Nous avons vécu deux décennies d’un
bonheur sans nuage, chaque nouvelle aurore ajoutant à la magie de la
précédente. Nous étions devenus bien vieux, ma Léonie et moi, mais les liens
qui nous unissaient étaient si forts que nous ne pouvions nous résoudre à vivre
l’un sans l’autre. Ainsi, lorsque le poids des années devint trop lourd pour
elle, je la suivis en maison de repos, là où d’autres pourraient mieux prendre
soin d’elle que moi.
Au début, tout
était à nouveau merveilleux, Léonie était choyée et j’étais heureux de la savoir
sereine. Mais les mois passaient, et je la voyais décliner chaque jour un peu
plus. Quand elle fut trop fatiguée pour se plaindre, les soignants lui
portèrent de moins en moins d’attention. On oubliait de la nourrir, prétextant
qu’elle dormait au moment des repas. On feignait de l’avoir changée, la
laissant des heures durant macérer dans sa protection souillée. On n’ouvrait
même plus ses persiennes, évoquant le fait que la lumière l’harassait
davantage. J’enrageais de voir le mépris avec lequel on traitait ma Léonie, ce
cadeau tardif que m’avait fait la vie, cet ange tombé du ciel qui m’avait
réappris à aimer et à l’être en retour. Chaque fois que je croisais son regard,
j’y lisais toute la tendresse qu’elle avait pour moi, mêlée à toute la détresse
de savoir que je n’avais pas le pouvoir d’abréger ses souffrances. Je m’en
voulais tellement d’être si incapable, inutile, misérable. Je ne pouvais que
prier chaque jour pour que mon ange soit rappelé au ciel. Je fus finalement
exaucé la veille de Noël.
Des sentiments
contradictoires m’envahirent à la mort de Léonie ; j’étais soulagé que la
douleur de vivre l’ait enfin quittée et dévasté que ma dernière amie m’ait
laissé.
Aujourd’hui,
j’ai quitté la maison de repos pour une nouvelle demeure, un endroit où je sais
désormais que je n’aurai plus à endurer moult peines. Je vais finir mes jours
seul, dans cette sorte de capule de verre qui me préservera à jamais de la
noirceur du monde. Il paraît que l’on m’a choisi parce que je suis « l’un
des spécimens les mieux conservés ».
Pour toutes les
générations de gens qui défileront dans ce musée, je serai le témoignage
tangible d’un temps révolu où ma seule présence suffisait à adoucir le quotidien.

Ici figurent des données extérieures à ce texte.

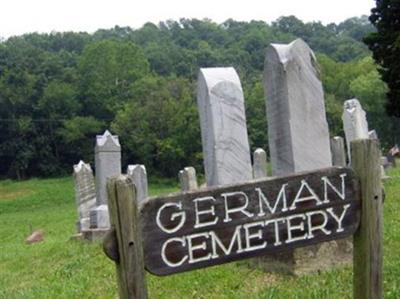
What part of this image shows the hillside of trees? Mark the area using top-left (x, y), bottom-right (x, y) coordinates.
top-left (0, 16), bottom-right (395, 179)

Vous, saurez, si d’aventure vous venez me voir, que cela n’a pas toujours été
le cas.
Et de mon côté
de la glace, je n’aurai que la triste et paradoxale consolation d’incarner cette
douceur, alors que j’ai toujours si mal à l’intérieur. Je ne verrai et ne serai
jamais rien d’autre qu’un vieil ours en peluche, dont la simple confection a
fait de lui une sorte de héros alors qu’il n’en a jamais eu l’étoffe.